Pero lo que hace que esta serie sí sea uno de mis guilty pleasures es, por encima de todo –sí, incluso por encima de mi pasión por Peter Krause- la naturalidad con la que se presentan los diálogos, la suciedad de los mismos: atropellados, nerviosos, entrecortados… La dosis extra de realismo en esas conversaciones donde, como pasa en la vida fuera de la pantalla, apenas nos escuchamos, porque necesitamos soltar nuestra opinión cuanto antes. El diálogo en «Parenthood» es nervioso, acelerado y, sobre todo, muy creíble. Lo que sucede no siempre lo es –las tramas caen, cómo no, en recovecos a menudo innecesarios-, pero lo que dicen (y se dicen), sí que resulta verosímil. Nada que ver con el ingenio a menudo forzado de Modern family –me da una ligera alergia su esquema políticamente correcto disfrazado de lo contrario- ni con las conversaciones organizadas y pautadas de otras tantas series similares. Aquí todo es ruido –en ocasiones, apenas se oye bien qué dice quién a quién- y no hay nada que sea tan cierto en una reunión familiar como ese ruido. De palabras, de gestos, de situaciones que, por supuesto, cada cual interpreta como quiere y, a ser posible, mal.
Si los guionistas fueran capaces de restarle a la serie un poco de la moralina y del buenrollismo del que abusan a veces –especialmente, en la primera temporada-, «Parenthood» ganaría en veracidad y, seguramente, en cercanía.

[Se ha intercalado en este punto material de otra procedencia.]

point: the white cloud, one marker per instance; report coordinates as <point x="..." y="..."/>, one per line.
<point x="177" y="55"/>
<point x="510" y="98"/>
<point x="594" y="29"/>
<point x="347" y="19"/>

Claro que también podría perder a parte del público que ya la sigue, pues parece ser que al espectador le disgustan los finales no felices. O, cuando menos, los finales grises.
Definitivamente, no es una gran serie. Ni siquiera creo que nadie se acuerde de ella en unos años, pero está hecha con la suficiente dignidad como para ser un entretenimiento más que respetable mientras esperamos una nueva entrega de «The Newsroom». Cómo vamos a estar preparados para penetrar en el mundo de Sorkin si no relajamos nuestras neuronas con familias como la de los Braverman… Imposible.